Secretaria Nacional de Mulheres do PSTU
Firminia Rodrigues, da Secretaria Nacional de Mulheres
O dia 28 de setembro marca a Luta pela Legalização e Descriminalização do Aborto na América Latina e Caribe desde 1990, ano em que o Encontro Feminista Latino-Americano e Caribenho instituiu essa data para discussão, lutas, protestos e visibilidade para o tema. No Brasil, essa data também é lembrada pela morte de Jandira Magdalena dos Santos, vítima, em 2014, de um aborto clandestino malsucedido e que culminou na sua morte, aos 27 anos de idade, sendo seu corpo encontrado carbonizado e sem a arcada dentária para não ser identificado.
Assim como Jandira, milhares de mulheres trabalhadoras e pobres morrem todos os anos por aborto não legalizado e criminalizado na América Latina e Caribe. Nessa região, três a cada quatro abortos são feitos de forma insegura, em um total médio de 4 milhões de procedimentos por ano. Estimativas da Organização Mundial da Saúde (OMS), apontam que o aborto ilegal e inseguro cause ainda 30 mortes a cada 100 mil abortamentos na América Latina e no Caribe.
Alguns países têm o aborto legalizado, como Cuba, Guiana, Guiana Francesa, Uruguai, Argentina e Porto Rico, e recentemente o México aprovou a descriminalização. É uma grande vitória que a legislação desses países esteja a favor da vida das mulheres, apesar de sabermos que a garantia legal não significa necessariamente o acesso real ao aborto seguro e gratuito. Muitos lugares onde a interrupção da gravidez não é crime não asseguram a gratuidade do procedimento, ou dificultam seu acesso, restringindo-os a alguns poucos serviços de saúde, impossibilitando, por exemplo que mulheres pobres, do campo ou de cidades pequenas e comunidades, que não tenham como se deslocar até ali, possam realizá-lo. Ou ainda precarizando os serviços de saúde ou se apoiando no argumento de objeção de consciência por parte dos profissionais de saúde para fechar serviços.

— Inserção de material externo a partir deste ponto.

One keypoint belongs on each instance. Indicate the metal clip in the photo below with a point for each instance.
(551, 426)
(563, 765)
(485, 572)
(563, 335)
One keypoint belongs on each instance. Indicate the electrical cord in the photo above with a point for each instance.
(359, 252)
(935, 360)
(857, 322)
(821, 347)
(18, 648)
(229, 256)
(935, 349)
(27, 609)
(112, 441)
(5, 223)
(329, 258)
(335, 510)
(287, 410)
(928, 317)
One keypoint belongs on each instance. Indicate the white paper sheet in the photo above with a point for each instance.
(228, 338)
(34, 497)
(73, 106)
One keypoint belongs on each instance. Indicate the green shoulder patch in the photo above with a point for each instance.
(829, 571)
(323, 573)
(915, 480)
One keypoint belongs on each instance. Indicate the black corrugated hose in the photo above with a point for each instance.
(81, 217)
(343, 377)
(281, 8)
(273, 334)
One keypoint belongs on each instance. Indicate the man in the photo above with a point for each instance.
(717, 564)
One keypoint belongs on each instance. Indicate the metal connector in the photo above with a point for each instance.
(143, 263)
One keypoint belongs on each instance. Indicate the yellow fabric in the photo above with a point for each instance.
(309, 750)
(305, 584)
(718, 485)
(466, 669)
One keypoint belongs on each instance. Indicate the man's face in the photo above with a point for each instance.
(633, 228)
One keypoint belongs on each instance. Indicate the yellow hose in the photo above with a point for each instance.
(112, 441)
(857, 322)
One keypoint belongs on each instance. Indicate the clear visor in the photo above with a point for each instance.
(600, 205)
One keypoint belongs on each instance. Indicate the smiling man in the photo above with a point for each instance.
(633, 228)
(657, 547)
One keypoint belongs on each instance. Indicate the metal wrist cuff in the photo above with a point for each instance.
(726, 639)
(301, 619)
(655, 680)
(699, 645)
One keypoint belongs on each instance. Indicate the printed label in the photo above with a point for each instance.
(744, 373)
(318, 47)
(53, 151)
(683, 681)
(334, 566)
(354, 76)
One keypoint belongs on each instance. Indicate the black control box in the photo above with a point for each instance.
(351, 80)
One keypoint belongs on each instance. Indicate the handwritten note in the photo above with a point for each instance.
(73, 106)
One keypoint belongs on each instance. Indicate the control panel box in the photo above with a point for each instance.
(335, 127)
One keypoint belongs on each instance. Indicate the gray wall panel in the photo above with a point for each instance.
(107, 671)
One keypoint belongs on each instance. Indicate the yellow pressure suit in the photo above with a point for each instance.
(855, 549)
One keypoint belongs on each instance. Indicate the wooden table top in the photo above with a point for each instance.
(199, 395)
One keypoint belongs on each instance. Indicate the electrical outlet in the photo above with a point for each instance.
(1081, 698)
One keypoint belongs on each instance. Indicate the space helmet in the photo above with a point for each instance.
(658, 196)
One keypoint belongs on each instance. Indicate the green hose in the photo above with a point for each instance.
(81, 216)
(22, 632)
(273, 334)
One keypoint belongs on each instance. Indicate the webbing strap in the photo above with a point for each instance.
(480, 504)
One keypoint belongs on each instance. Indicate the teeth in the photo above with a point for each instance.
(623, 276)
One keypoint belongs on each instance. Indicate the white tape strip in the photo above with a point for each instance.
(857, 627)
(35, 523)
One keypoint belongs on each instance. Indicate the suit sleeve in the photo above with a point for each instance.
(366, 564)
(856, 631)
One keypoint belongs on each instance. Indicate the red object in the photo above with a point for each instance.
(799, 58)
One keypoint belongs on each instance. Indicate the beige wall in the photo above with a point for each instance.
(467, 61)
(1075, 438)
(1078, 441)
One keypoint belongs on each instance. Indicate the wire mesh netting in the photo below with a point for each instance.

No restante da região, contudo, legislações retrógradas e inclusive retrocessos na lei, seguem submetendo as mulheres a riscos desnecessários de morte e sequelas ou condenando-as à prisão mesmo por abortos involuntários. São países que variam desde restrição total, como El Salvador, Nicarágua, Suriname, República Dominicana e Honduras; à existência de exceções para salvar a vida da mulher, como no Brasil, Chile, Venezuela, Guatemala, Panamá, Haiti; combinação para salvar a vida da mulher e sua saúde física, como na Bolívia, Costa Rica, Peru e Equador e combinação para salvar também a saúde mental como na Colômbia.
É fundamental avançarmos na luta pelo aborto, sem restrições, em todos os países, além de que seja assegurado pelo Estado, de forma ampla, gratuita e segura, para que todas as mulheres, independentemente de sua condição econômica, possam acessá-lo se assim o desejarem, e que essa medida seja acompanhada de outras políticas públicas, partindo da compreensão da maternidade como um direito e não uma imposição.
Aborto e a questão trans
É importante salientarmos que a discussão sobre o aborto não abarca apenas mulheres cisgênero, mas também homens trans e pessoas intersexo e não binárias, já que pela possibilidade biológica de uma gravidez, essas pessoas também se veem na condição de terem de recorrer a procedimentos clandestino e inseguros quando diante de uma gestação não planejada e indesejada. A invisibilidade e transfobia não permite sequer encontrar números específicos de aborto realizado por homens trans, pessoas intersexo e não binárias. O que se apresenta é a dificuldade de se acessar os serviços de saúde numa situação de abortamento, legal ou provocado. E mesmo quando se consegue acessar esses serviços, o que se vê é desinformação, preconceito e desconhecimento de como lidar a gravidez de alguém que não uma mulher cis. A saúde reprodutiva da população LGBTI nunca foi prioridade e a negação do direito ao aborto também entra nessa questão. Os números apresentados nesse artigo têm relação, quando nominados, às mulheres, que são os dados públicos e mesmo assim subnotificados, mas queremos explicitar que alguns números também podem abarcar homens trans e não binários, mesmo que não de forma específica.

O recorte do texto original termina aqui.